わたねこコーリング

野良プログラマ発、日々のアウトプット

【AWS】ラムダ関数削除で取り残された IAM ロールとポリシーを整理する

ラムダ関数をコンソールから生成すると、特に明示しない限り、勝手に実行ロールおよびポリシーが生成されます。この関数をまたコンソールから削除すると、ロールとポリシーは残ったまま取り残されるので、ちょっとした実験やプロトタイピングでコンソールからラムダ関数の生成・削除を繰り返していると、どんどん由来不明なロール・ポリシーが溜まってつらぽよ… てのは AWS あるあるでは? その辺を AWS CLI で何とかしようという小ネタです。

まず、ラムダ関数削除から取り残された IAM ロールのリストアップ。aws iam list-roles でロール一覧を出力してみると、ラムダ関数に伴って生成されたロールは Roles[].AssumeRolePolicyDocument.Statement[].Principal.Service の値が "lambda.amazonaws.com" になっているようです。なので、

aws iam list-roles --query 'Roles[?AssumeRolePolicyDocument.Statement[0].Principal.Service==`lambda.amazonaws.com`].Arn'

とフィルタリングすればラムダ関数生成由来のロール ARN 一覧がゲットできそう。あとは、それぞれについて、ラムダ関数が未だ存在しているか調べて、孤児状態ならアタッチされたポリシーも添えて出力するようにしたのが、下記スクリプト(bash)です。
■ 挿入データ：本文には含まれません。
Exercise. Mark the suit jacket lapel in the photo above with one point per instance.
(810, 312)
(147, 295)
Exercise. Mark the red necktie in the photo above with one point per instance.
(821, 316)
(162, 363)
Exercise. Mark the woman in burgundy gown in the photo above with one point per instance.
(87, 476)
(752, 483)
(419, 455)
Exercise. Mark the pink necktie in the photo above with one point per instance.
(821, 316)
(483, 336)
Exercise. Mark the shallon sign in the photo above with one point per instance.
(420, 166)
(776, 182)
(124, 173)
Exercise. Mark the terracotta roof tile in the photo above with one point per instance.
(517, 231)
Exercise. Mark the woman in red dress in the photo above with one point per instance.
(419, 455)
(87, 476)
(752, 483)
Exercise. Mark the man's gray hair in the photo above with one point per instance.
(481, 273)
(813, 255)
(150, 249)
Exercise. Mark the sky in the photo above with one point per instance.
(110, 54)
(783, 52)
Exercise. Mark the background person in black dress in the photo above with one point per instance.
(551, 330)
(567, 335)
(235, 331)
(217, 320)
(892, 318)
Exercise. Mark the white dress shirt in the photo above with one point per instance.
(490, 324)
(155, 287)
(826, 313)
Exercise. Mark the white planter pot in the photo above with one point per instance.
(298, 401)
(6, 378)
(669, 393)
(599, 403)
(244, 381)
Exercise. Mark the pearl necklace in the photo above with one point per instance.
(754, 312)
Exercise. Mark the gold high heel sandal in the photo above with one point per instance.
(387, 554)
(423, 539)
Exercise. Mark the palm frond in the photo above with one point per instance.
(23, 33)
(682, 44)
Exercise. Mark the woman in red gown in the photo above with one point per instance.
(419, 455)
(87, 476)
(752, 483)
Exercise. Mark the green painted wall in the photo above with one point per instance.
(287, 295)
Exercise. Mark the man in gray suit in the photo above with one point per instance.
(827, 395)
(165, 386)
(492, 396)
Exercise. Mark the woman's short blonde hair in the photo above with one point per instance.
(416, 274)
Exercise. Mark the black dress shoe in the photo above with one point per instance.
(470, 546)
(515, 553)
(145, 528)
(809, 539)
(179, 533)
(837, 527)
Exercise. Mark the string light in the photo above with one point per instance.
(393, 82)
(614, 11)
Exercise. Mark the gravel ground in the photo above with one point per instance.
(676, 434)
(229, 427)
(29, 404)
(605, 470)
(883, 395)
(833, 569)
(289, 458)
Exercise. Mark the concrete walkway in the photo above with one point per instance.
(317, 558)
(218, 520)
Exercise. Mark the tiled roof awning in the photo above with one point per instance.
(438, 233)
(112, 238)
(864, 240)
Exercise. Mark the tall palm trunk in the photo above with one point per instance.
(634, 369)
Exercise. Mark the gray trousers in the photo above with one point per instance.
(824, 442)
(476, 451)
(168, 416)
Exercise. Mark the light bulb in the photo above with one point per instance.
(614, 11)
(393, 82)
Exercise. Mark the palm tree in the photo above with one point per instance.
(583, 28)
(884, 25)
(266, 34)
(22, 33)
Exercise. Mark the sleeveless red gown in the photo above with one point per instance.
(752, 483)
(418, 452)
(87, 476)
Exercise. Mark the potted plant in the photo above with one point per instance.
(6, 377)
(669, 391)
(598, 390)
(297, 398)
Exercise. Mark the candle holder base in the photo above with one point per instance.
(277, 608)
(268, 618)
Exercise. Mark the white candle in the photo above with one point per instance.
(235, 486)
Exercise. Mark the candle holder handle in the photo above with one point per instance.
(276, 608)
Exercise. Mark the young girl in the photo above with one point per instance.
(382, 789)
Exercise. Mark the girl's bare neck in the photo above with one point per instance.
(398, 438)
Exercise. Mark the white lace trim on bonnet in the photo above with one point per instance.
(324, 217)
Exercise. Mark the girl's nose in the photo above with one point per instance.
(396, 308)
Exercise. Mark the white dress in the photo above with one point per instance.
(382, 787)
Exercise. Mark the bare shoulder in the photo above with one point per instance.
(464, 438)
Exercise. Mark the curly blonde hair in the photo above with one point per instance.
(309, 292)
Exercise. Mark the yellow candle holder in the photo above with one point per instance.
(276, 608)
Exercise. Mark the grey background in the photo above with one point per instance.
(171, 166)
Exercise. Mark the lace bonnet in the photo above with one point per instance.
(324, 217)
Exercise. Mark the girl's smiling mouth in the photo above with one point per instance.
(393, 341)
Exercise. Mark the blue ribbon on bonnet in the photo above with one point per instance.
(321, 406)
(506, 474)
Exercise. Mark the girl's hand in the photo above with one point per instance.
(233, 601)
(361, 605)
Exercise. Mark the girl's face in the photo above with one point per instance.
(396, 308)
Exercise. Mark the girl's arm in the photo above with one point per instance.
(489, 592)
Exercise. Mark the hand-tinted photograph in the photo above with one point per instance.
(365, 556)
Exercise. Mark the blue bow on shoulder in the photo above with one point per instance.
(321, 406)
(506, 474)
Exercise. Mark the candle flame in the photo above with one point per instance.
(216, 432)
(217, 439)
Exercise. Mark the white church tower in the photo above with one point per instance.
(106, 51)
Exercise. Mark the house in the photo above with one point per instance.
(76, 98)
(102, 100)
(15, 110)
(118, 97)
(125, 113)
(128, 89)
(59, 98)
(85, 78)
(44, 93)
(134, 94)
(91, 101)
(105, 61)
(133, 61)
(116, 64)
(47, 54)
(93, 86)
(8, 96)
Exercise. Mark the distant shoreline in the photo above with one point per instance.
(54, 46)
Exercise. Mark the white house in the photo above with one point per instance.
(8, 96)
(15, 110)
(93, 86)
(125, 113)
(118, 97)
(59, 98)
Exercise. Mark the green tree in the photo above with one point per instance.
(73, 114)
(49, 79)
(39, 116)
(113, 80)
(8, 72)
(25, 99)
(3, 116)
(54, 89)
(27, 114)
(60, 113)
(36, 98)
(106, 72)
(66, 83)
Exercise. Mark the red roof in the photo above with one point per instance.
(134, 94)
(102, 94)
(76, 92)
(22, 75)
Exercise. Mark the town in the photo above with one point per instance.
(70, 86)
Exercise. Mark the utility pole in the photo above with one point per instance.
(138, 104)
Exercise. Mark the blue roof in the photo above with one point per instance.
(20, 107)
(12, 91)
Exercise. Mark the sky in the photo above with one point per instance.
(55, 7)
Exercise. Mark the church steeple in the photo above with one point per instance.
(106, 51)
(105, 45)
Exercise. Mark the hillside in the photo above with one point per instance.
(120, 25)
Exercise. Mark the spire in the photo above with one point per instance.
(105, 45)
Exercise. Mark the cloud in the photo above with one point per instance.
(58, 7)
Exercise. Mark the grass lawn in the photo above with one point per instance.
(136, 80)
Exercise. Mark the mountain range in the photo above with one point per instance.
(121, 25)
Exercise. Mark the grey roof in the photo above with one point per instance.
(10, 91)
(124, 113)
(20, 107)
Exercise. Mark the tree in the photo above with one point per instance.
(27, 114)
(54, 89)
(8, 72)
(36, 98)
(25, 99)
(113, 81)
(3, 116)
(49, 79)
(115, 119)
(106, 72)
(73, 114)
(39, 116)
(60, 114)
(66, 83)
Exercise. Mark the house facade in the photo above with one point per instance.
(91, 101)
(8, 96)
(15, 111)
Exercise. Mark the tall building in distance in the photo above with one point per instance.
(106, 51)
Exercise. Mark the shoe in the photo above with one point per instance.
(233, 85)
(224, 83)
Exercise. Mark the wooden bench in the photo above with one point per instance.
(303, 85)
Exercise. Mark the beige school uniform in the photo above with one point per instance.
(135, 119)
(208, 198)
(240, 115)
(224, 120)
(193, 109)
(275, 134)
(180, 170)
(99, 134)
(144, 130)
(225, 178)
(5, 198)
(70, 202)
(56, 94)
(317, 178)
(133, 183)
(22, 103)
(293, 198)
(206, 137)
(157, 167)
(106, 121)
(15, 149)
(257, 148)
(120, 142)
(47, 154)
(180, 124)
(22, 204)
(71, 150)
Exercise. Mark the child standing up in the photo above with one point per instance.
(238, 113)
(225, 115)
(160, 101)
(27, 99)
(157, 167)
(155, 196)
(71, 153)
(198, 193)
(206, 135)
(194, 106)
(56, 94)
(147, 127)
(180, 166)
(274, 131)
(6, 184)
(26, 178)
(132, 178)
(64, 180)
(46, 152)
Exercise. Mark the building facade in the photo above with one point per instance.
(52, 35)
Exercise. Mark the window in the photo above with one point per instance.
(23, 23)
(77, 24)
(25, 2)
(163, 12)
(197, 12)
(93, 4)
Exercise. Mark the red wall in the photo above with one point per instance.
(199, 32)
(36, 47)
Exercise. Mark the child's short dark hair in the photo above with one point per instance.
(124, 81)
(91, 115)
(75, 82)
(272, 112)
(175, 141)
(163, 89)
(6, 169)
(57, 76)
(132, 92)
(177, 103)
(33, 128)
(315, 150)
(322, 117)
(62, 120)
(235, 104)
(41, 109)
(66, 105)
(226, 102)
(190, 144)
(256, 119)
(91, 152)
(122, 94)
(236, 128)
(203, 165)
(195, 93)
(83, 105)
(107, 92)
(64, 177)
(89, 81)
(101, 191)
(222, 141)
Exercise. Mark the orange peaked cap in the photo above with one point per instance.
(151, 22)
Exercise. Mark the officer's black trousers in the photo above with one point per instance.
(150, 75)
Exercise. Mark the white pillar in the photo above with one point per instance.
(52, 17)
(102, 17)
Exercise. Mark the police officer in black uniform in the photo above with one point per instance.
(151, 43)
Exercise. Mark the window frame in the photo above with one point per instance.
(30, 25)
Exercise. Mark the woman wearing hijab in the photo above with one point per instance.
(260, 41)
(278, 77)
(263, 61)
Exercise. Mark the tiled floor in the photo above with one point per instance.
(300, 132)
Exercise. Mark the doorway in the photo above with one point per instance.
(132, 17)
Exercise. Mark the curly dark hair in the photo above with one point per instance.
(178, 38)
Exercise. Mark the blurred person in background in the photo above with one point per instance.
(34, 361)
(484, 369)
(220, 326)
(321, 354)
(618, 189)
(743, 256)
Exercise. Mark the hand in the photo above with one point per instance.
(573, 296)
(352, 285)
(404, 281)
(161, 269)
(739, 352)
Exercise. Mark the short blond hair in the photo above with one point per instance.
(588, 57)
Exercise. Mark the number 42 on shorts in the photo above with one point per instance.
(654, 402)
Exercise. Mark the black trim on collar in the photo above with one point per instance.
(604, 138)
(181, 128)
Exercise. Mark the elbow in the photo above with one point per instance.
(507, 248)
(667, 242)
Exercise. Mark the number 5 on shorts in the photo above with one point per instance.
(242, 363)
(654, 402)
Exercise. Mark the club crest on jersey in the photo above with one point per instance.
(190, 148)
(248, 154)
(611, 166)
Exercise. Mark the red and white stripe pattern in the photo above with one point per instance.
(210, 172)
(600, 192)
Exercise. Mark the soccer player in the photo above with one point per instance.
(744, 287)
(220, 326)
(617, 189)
IAM_ROLE_ARNS=$(aws iam list-roles --query 'Roles[?AssumeRolePolicyDocument.Statement[0].Principal.Service==`lambda.amazonaws.com`].Arn' --output text)

for ROLE_ARN in ${IAM_ROLE_ARNS}; do
  LAMBDA_NAME=$(aws lambda list-functions --query 'Functions[?Role==`'${ROLE_ARN}'`].FunctionName' --output text)
  if [ -n "${LAMBDA_NAME}" ]; then
    continue
  fi
  ROLE_NAME=$(basename ${ROLE_ARN})
  ROLE_DATE=$(aws iam get-role --role-name ${ROLE_NAME} --query 'Role.CreateDate' --output text)
  echo -e "${ROLE_NAME}\t${ROLE_DATE}"
  POLICIE_ARNS=$(aws iam list-attached-role-policies --role-name ${ROLE_NAME} --query 'AttachedPolicies[].PolicyArn' --output text)
  for POLICIE_ARN in ${POLICIE_ARNS}; do
    echo -e "\t$(aws iam get-policy --policy-arn ${POLICIE_ARN} --query 'Policy.[PolicyName,CreateDate]' --output text)"
  done
done

この出力書式は、タブ区切りテキストで

<ロール1の名前> <生成日時>
 <ロール1にアタッチされたポリシー1の名前> <生成日時>
 <ロール1にアタッチされたポリシー2の名前> <生成日時>
<ロール2の名前> <生成日時>
 <ロール2にアタッチされたポリシー1の名前> <生成日時>
 <ロール2にアタッチされたポリシー2の名前> <生成日時>
...

という感じです。事前に作っておいたロール・ポリシーをラムダ関数に紐づけた可能性も排除できないので、削除処理までは組み込んでいません。が、ラムダ関数生成由来のロールは <関数名>-role-<8桁くらいのランダム英数字文字列>、アタッチされたポリシーは AWSLambdaBasicExecutionRole-<UUID> という命名がされているようなので、リストから名前と生成日時をチェックすれば、削除して良いかどうかだいたい判断できるんじゃないでしょうか。少なくとも IAM コンソールでロール・ポリシーの一覧とにらめっこして、「これ、何処で使ってるんだっけ?」という状態は解消できるかな、と。